Content-Transfer-Encoding: 7bit
To: Andi Kleen <ak@suse.de>
Cc: Tony Luck <tony.luck@intel.com>, discuss@x86-64.org, linux-kernel@vger.kernel.org, libc-alpha@sourceware.org, vojtech@suse.cz, linux-ia64@vger.kernel.org

>>>>> "Andi" = Andi Kleen <ak@suse.de> writes:

Andi> On Thursday 15 June 2006 20:44, Tony Luck wrote:
>> Another alternative would be to provide a mechanism for a process
>> to bind to the current cpu (whatever cpu that happens to be).  Then
>> the kernel gets to make the smart placement decisions, and
>> processes that want to be bound somewhere (but don't really care
>> exactly where) have a way to meet their need.  Perhaps a cpumask of
>> all zeroes to a sched_setaffinity call could be overloaded for
>> this?

Andi> I tried something like this a few years ago and it just didn't
Andi> work (or rather ran usually slower) The scheduler would select a
Andi> home node at startup and then try to move the process there.

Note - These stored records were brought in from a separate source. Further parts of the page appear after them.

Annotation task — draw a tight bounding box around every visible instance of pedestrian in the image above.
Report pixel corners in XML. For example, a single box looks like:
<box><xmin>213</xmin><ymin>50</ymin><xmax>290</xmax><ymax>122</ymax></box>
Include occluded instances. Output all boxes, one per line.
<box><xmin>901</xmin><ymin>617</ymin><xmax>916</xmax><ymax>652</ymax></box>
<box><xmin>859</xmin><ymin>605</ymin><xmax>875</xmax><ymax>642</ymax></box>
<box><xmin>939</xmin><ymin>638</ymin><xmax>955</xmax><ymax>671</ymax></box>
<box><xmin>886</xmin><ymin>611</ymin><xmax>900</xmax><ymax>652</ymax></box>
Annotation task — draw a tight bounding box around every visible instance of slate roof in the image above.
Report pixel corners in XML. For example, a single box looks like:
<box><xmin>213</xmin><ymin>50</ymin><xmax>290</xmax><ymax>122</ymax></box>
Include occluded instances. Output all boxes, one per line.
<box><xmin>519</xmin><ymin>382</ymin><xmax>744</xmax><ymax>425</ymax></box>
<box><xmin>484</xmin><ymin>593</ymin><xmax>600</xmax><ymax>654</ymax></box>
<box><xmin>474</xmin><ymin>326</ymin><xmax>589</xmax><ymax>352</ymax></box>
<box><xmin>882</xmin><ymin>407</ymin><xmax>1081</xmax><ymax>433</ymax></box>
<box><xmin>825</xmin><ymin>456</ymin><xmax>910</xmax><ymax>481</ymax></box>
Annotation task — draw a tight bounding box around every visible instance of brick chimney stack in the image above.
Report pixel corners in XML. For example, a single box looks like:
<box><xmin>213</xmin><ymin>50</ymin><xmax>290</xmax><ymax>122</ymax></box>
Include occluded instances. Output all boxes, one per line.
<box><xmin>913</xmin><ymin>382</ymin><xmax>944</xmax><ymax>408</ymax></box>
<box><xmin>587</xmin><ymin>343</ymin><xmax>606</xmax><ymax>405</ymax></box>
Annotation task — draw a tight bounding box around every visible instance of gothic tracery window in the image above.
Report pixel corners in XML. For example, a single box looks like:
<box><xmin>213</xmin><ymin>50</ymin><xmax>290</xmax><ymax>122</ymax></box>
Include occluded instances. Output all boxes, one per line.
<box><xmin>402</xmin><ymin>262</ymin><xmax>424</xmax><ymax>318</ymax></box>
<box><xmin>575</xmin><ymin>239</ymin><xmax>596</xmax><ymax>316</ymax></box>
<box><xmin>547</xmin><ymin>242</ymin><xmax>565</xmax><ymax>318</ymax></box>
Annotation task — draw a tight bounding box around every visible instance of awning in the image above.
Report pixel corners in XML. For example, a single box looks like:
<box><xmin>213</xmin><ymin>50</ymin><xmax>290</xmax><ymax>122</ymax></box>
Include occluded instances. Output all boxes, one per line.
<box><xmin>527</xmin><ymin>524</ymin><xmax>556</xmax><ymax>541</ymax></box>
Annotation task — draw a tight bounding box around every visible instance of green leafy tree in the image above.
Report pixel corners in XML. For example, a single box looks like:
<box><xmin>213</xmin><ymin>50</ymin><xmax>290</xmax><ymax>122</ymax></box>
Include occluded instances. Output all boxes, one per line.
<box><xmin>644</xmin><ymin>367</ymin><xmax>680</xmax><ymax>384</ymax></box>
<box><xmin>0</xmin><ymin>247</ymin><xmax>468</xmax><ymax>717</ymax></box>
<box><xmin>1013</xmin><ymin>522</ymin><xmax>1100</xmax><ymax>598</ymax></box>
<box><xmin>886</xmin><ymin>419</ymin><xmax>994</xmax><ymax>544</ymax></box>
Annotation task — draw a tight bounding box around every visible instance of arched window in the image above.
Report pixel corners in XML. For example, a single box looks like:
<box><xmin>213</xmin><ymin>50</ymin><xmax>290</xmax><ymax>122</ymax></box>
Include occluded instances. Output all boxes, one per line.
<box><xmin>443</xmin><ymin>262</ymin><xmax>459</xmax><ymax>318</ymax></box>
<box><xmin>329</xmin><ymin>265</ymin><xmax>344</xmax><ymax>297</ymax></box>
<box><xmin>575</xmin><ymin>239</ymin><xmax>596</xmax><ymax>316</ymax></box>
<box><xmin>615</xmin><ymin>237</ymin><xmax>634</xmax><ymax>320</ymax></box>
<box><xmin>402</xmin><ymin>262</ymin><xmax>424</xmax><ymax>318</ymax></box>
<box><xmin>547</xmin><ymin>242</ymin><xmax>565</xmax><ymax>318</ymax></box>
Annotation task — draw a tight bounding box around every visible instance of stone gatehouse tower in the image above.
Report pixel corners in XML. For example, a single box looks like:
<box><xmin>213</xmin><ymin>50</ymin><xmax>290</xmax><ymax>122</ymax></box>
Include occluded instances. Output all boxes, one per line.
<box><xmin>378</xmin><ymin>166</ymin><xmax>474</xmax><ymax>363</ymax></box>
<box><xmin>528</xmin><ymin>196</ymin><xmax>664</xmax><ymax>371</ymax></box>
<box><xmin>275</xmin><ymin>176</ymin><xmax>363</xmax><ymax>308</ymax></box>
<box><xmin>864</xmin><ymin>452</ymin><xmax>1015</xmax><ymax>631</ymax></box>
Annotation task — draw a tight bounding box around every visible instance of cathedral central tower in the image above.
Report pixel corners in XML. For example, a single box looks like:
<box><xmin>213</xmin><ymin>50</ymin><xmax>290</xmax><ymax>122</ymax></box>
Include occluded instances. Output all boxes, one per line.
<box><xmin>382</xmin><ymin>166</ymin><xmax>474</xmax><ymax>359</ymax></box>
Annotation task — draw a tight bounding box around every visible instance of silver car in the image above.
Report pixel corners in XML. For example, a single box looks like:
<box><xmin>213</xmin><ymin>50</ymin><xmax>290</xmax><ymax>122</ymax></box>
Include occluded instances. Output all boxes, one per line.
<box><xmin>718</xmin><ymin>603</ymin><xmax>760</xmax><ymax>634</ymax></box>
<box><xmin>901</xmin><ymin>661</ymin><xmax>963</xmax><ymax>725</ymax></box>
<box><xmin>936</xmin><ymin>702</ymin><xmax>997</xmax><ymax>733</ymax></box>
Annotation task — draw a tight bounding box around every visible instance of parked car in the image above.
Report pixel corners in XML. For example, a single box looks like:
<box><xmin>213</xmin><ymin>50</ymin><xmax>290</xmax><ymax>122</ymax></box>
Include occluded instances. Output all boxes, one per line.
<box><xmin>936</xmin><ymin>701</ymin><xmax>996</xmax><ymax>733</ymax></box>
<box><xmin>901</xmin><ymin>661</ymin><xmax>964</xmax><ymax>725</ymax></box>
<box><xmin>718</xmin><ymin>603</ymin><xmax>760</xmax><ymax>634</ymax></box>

Andi> The problem is that not using a CPU costs you much more than
Andi> whatever overhead you get from using non local memory.

It all depends on your application and the type of system you are
running on. What you say applies to smaller cpu counts. However once
we see the upcoming larger count multi-core cpus become commonly
available, this is likely to change and become more like what is seen
today on larger NUMA systems.

In the scientific application space, there are two very common
groupings of jobs. One is simply a large threaded application with a
lot of intercommunication, often via MPI. In many cases one ends up
running a job on just a subset of the system, in which case you want
to see threads placed on the same node(s) to minimize internode
communication. It is desirable to either force the other tasks on the
system (system daemons etc) onto other node(s) to reduce noise and
there could also be space to run another parallel job on the remaining
node(s).

The other common case is to have jobs which spawn off a number of
threads that work together in groups (via OpenMP). In this case you
would like to have all your OpenMP threads placed on the same node for
similar reasons.

Not getting this right can result in significant loss of performance
for jobs which are highly memory bound or rely heavily on
intercommunication and synchronization.

Andi> So by default filling the CPUs must be the highest priority and
Andi> memory policy cannot interfere with that.

I really don't think this approach is going to solve the problem. As
Tony also points out, tasks will eventually migrate. The user needs to
tell the kernel where it wants to run the tasks rather than the kernel
telling the task where it is located. Only the application (or
developer/user) knows how the threads are expected to behave, doing
this automatically is almost never going to be optimal. Obviously the
user needs visibility of the topology of the machine to do so but that
should be available on any NUMA system through /proc or /sys.

In the scientific space the jobs are often run repeatedly with new
data sets every time, so it is worthwhile to spend the effort up front
to get the placement right. One-off runs are obviously something else
and there your method is going to be more beneficial.

IMHO, what we really need is a more advanced way for user applications
to hint at the kernel how to place it's threads.

Cheers,
Jes